A new map from Washington redistricting Commissioner Brady Piñero Walkinshaw creates a Latino-majority district by citizens of voting age in the Yakima Valley.
A report released last week by a voting rights expert said the preliminary maps released by the four state commissioners wouldn’t allow for election of Latino-favored candidates, even though each map included a Latino-majority district in the Yakima Valley. The discrepancy could violate the federal Voting Rights Act, the report said.
In an area that displays polarized voting, like the Yakima Valley, Latino-majority districts aren’t enough to ensure Latino voters elect their favored candidates, UCLA voting rights project director Matt Barreto said in the report. Mapmakers need to consider the number of Latino voters, not the total number of Latinos, when drawing political boundaries, Barreto said.
The Yakima area district needs to maintain a Latino majority based on citizens of voting age population totals to comply with the federal Voting Rights Act, he said.
Walkinshaw, a Democratic appointee to the bipartisan commission, said his new map makes the 14th a Latino-majority district by voting age and would cover the entire Yakama Nation.
Walkinshaw said any map that doesn’t measure Latinos by voting age should not be considered by the commission.
“It is irresponsible to the historically underrepresented communities in the Yakima Valley to entertain any proposals that undermine their rights under federal law, and irresponsible to the people of Washington state to do anything that might leave the state so blatantly vulnerable to litigation,” Walkinshaw said in statement.
District 15 currently has a Latino-majority by total population, but the 14th does not. Walkinshaw’s 14th would cover parts of Yakima, Benton, Grant and Klickitat counties. The 15th would cover parts of Yakima, Kittitas and Grant counties. The map would move the 13th to the west, to Pierce, King and Kittitas counties.
The Yakama Reservation was united in all four draft maps released by the commission in September. The reservation is currently split between Districts 14 and 15.
None of the commissioners’ previously proposed maps would have a Latino-majority if the citizens of voting age population was considered.
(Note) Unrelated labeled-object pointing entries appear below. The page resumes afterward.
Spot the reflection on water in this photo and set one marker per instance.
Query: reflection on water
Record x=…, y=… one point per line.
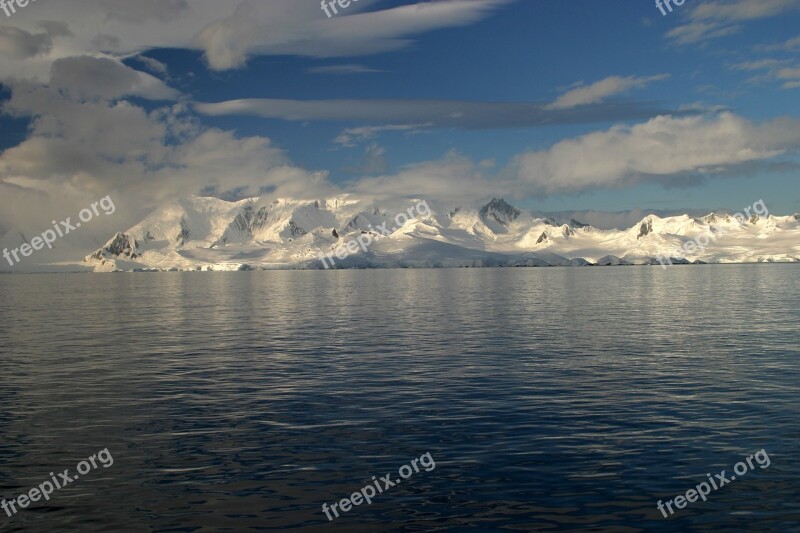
x=552, y=399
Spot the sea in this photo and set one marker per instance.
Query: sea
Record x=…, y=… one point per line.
x=549, y=399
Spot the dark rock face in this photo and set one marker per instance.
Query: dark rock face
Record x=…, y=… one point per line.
x=542, y=238
x=500, y=211
x=121, y=245
x=183, y=235
x=646, y=229
x=575, y=224
x=295, y=230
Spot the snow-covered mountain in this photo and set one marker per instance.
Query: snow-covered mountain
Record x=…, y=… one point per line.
x=210, y=234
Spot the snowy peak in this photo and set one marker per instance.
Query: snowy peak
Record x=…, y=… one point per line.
x=499, y=211
x=211, y=234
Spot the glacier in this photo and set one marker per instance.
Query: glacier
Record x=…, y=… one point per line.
x=209, y=234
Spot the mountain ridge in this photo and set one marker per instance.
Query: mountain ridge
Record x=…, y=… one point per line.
x=202, y=233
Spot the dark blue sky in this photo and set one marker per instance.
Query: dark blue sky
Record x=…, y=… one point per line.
x=560, y=82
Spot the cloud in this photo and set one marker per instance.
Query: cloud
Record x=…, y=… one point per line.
x=153, y=65
x=775, y=70
x=81, y=149
x=343, y=69
x=227, y=33
x=291, y=28
x=20, y=44
x=601, y=90
x=373, y=161
x=438, y=113
x=454, y=178
x=90, y=76
x=711, y=20
x=664, y=149
x=351, y=136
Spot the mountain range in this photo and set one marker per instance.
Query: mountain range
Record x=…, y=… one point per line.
x=201, y=233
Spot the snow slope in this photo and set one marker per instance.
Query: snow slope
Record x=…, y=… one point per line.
x=210, y=234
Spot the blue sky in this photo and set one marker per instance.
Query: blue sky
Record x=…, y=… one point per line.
x=556, y=105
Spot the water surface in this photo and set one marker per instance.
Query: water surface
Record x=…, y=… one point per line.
x=551, y=399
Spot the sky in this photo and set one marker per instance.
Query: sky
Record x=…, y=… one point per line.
x=557, y=106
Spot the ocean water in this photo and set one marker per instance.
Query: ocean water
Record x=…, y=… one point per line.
x=550, y=399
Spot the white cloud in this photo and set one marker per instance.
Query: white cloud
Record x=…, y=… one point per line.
x=438, y=113
x=352, y=136
x=711, y=20
x=20, y=44
x=664, y=149
x=601, y=90
x=88, y=77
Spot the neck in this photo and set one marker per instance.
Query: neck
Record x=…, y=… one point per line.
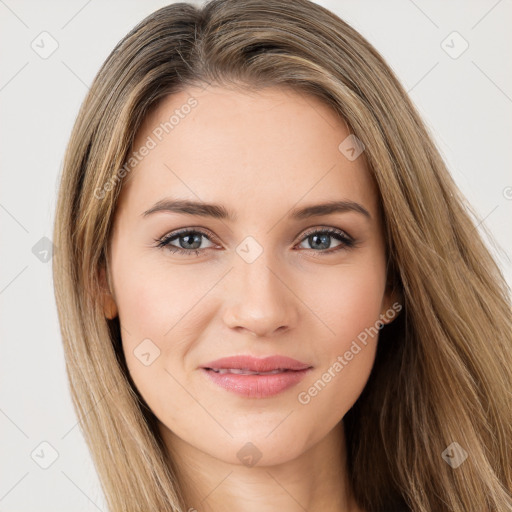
x=317, y=480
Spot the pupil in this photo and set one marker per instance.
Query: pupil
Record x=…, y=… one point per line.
x=197, y=238
x=325, y=241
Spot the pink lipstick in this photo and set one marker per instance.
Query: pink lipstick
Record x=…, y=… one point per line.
x=256, y=377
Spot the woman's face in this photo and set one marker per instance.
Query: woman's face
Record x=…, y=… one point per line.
x=265, y=282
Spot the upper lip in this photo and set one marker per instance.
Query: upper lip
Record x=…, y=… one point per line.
x=255, y=364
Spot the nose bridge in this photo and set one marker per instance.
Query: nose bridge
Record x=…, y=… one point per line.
x=259, y=299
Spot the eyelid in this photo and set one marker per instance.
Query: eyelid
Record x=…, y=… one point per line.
x=347, y=242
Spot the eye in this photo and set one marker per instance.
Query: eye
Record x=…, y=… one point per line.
x=320, y=239
x=190, y=241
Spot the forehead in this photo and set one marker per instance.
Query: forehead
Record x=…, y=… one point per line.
x=251, y=150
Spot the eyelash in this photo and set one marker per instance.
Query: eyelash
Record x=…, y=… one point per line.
x=346, y=241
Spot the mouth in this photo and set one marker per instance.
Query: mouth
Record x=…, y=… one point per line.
x=256, y=378
x=244, y=371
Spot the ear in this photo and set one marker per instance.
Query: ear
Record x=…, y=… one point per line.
x=109, y=304
x=392, y=303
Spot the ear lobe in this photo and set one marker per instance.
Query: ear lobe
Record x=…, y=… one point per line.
x=108, y=302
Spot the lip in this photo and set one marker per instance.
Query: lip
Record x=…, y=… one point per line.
x=255, y=364
x=256, y=386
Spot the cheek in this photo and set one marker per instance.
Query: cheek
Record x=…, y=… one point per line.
x=348, y=308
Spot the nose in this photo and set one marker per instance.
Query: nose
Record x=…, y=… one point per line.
x=261, y=301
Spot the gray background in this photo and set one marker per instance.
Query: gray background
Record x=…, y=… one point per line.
x=465, y=101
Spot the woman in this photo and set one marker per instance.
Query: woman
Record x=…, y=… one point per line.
x=221, y=354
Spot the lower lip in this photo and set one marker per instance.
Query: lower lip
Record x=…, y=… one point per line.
x=257, y=386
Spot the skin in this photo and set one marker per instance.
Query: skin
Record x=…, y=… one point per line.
x=261, y=155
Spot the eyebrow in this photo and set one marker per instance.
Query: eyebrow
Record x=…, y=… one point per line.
x=218, y=211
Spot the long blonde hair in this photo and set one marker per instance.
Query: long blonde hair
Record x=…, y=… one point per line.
x=443, y=368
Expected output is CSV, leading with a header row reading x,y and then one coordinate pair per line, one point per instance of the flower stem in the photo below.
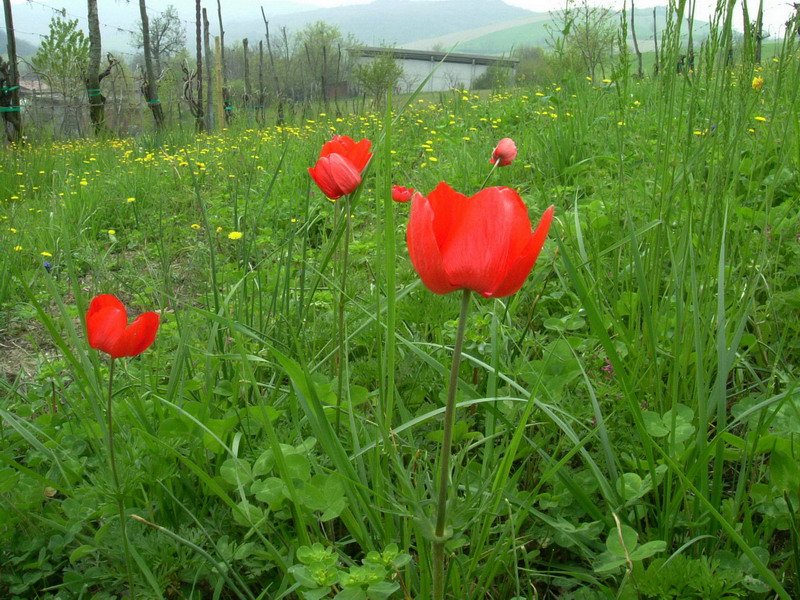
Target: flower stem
x,y
444,459
494,168
117,487
341,355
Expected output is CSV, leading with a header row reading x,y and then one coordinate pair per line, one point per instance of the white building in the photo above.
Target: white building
x,y
449,70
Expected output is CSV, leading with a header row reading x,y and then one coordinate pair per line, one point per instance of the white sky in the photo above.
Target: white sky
x,y
776,12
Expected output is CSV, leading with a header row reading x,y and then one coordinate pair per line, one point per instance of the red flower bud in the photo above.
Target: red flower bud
x,y
401,194
505,152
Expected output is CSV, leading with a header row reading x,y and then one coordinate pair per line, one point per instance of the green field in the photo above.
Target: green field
x,y
626,424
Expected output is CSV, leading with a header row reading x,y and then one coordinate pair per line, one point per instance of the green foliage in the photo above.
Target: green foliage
x,y
322,573
377,76
646,370
63,56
The population percentage in Commissioner Paul Graves’ Latino-majority district would drop from 54% to 34% Latino under the voting age measurement. The percentage in Commissioner Joe Fain’s Latino-majority district would drop from 55% to 34% Latino. Commissioner April Sims’ would drop from 65% to 45% Latino. Walkinshaw’s original proposal would have dropped from 61% to 40% Latino.
Sims said in Monday’s special meeting she is committed to drawing a Voting Rights Act-compliant map. Sims is a Democratic appointee.
Fain and Graves, the Republican appointees, didn’t discuss the issue and could not immediately be reached for comment.
Three of the four commissioners must agree on a single legislative map and a single congressional map by midnight Nov. 15. The two final maps will be passed to the Legislature for consideration. The Legislature will have 30 days into its 2022 session to make any amendments to the maps. If no amendments are made, the commission’s maps will become law as they were submitted.